My last patient of the day was Mr. Ramon. He, too, was uninsured. Felled by diabetic ketoacidosis, he was admitted and, as 19-year-olds are wont to do, rebounded quickly. New-onset diabetes, however, was the least of his concerns. With a girlfriend and young child at home, he had to get out of the hospital and return to his job as soon as possible: mouths to feed. Having seen his father lose limbs, kidneys, eyes, and ultimately his life to diabetes, he was motivated to do the right thing.

Unfortunately, motivation doesn’t pay for insulin. I wondered what would come of him in the next 30 years. Would he be able to care for his disease and live a long and prosperous life, or would this admission be just one in a long series of hospital stays?

Broken System

Every hospitalist is aware of these issues and could no doubt fill pages with similarly horrific stories of a healthcare system long broken. It’s remarkable how much of my time I spend trying to figure out a way to cobble together a passable (the notion of “gold standard” therapy long gone) therapeutic plan for my patients—the Walmart list of $4 drugs has taken white-coat prominence over my “Pocket Pharmacopoeia.”

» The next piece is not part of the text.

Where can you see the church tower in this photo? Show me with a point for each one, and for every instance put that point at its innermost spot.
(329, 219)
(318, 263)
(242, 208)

This isn’t to say the U.S. healthcare system doesn’t do a lot of great things. It does, and that cannot be discounted. It’s also not to say that the bill before Congress is the answer. Still, the fact that medical costs limit many Americans from accessing needed care and have become the leading cause of bankruptcy in the U.S. should arouse concern in even the most ardent opponents of healthcare reform. Regardless of one’s political leanings and feelings about the current attempts at healthcare reform, it’s difficult to stand by and helplessly watch our patients struggle to maneuver within a system that so often seems to work against so many of them.

What’s easy to lose in the D.C. rhetoric and town-hall warfare is that every day, we delay healthcare reform results in undue patient suffering, both physical and financial. It is a system that is broken and needs, in the words of Mr. Jasper’s daughters, to “get well now.”

Before leaving to celebrate the holiday with my family, I was compelled to return to Mr. Jasper’s room. Unfortunately, the patient was off getting a treatment. But his daughters were still there, faces unchanged. Again, drawn to those eyes, I wondered what would become of this situation.

Would he make it home?

How would his family pay the bills?

What would this mean for his daughters’ future?

Would he and his family be forced to declare bankruptcy?

Would the family ever truly recover?

Staring at the picture in the window, I couldn’t help but think of my own children, also waiting for their father to come home from the hospital to celebrate the holidays.

As I turned to leave, my mind lost in thoughts of untimely illness, ill-fated outcomes, and financial devastation, I realized that in America today, nothing more than circumstances kept me from seeing my own children’s eyes staring back at me from that window. TH

Dr. Glasheen is associate professor of medicine at the University of Colorado Denver, where he serves as director of the Hospital Medicine Program and the Hospitalist Training Program, and as associate program director of the Internal Medicine Residency Program.